What Causes Acromegaly? Understanding the Root of Excessive Growth Hormone in Adults

Acromegaly is a rare but serious hormonal disorder that primarily affects adults after their growth plates have closed. Unlike gigantism, which occurs in children before bone fusion, acromegaly develops when the body produces too much growth hormone (GH) during adulthood. This overproduction leads to abnormal physical changes, including enlarged hands and feet, facial distortion, and internal organ enlargement.

Primary Cause: Pituitary Tumors

The most common cause of acromegaly is a benign tumor in the pituitary gland, known as a pituitary adenoma. These non-cancerous growths develop in the anterior part of the pituitary and secrete excessive amounts of growth hormone. Over 95% of acromegaly cases are linked to such tumors, which gradually increase GH levels and stimulate the liver to produce insulin-like growth factor 1 (IGF-1), amplifying tissue growth throughout the body.

How Pituitary Adenomas Trigger Symptoms

As the tumor grows, it not only disrupts hormonal balance but may also press on surrounding brain structures, leading to headaches, vision problems, or even partial blindness. The elevated GH levels cause noticeable physical transformations—patients often develop a protruding jaw (prognathism), widely spaced teeth, thickened skin, and deepened voice due to vocal cord enlargement. These facial changes occur slowly, sometimes over years, making early diagnosis challenging.

Less Common Causes and Risk Factors

In rare instances, acromegaly can result from tumors outside the pituitary gland, such as those in the pancreas, lungs, or adrenal glands. These neoplasms may produce growth hormone-releasing hormone (GHRH), which in turn stimulates the pituitary to overproduce GH. While genetic factors are not typically involved, certain inherited syndromes like multiple endocrine neoplasia type 1 (MEN1) can increase susceptibility.
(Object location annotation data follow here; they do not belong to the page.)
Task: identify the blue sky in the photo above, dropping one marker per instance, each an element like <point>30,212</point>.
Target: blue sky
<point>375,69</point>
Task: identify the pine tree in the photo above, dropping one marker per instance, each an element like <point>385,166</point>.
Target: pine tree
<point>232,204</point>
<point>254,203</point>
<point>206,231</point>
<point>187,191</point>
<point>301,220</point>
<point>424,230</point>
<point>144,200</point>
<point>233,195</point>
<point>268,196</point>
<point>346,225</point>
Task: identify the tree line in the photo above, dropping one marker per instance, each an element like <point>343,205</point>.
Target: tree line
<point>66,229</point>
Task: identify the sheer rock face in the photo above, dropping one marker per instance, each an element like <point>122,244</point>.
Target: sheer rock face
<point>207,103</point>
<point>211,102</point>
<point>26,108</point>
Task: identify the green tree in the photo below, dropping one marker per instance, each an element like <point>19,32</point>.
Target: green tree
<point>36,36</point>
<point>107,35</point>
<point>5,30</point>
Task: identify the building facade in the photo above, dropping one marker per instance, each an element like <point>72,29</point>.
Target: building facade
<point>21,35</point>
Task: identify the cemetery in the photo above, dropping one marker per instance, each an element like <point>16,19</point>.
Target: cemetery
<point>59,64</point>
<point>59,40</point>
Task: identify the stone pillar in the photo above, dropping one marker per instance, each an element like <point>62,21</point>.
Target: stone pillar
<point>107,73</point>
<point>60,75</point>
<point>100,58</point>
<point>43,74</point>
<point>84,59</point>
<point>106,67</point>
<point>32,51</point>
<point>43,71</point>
Treatment Options and Long-Term Outlook

Early detection is crucial for effective management. Treatment usually begins with surgical removal of the pituitary tumor, especially if it's accessible via transsphenoidal surgery. For patients who aren't surgical candidates, radiation therapy and medications such as somatostatin analogs or GH receptor antagonists offer alternative control methods. With proper treatment, many symptoms can be reversed or stabilized, significantly improving quality of life.

Left untreated, acromegaly increases the risk of diabetes, hypertension, cardiovascular disease, and colon polyps. Therefore, ongoing monitoring and multidisciplinary care involving endocrinologists, neurosurgeons, and radiologists are essential for long-term success. Awareness of subtle physical changes can lead to earlier diagnosis and better outcomes.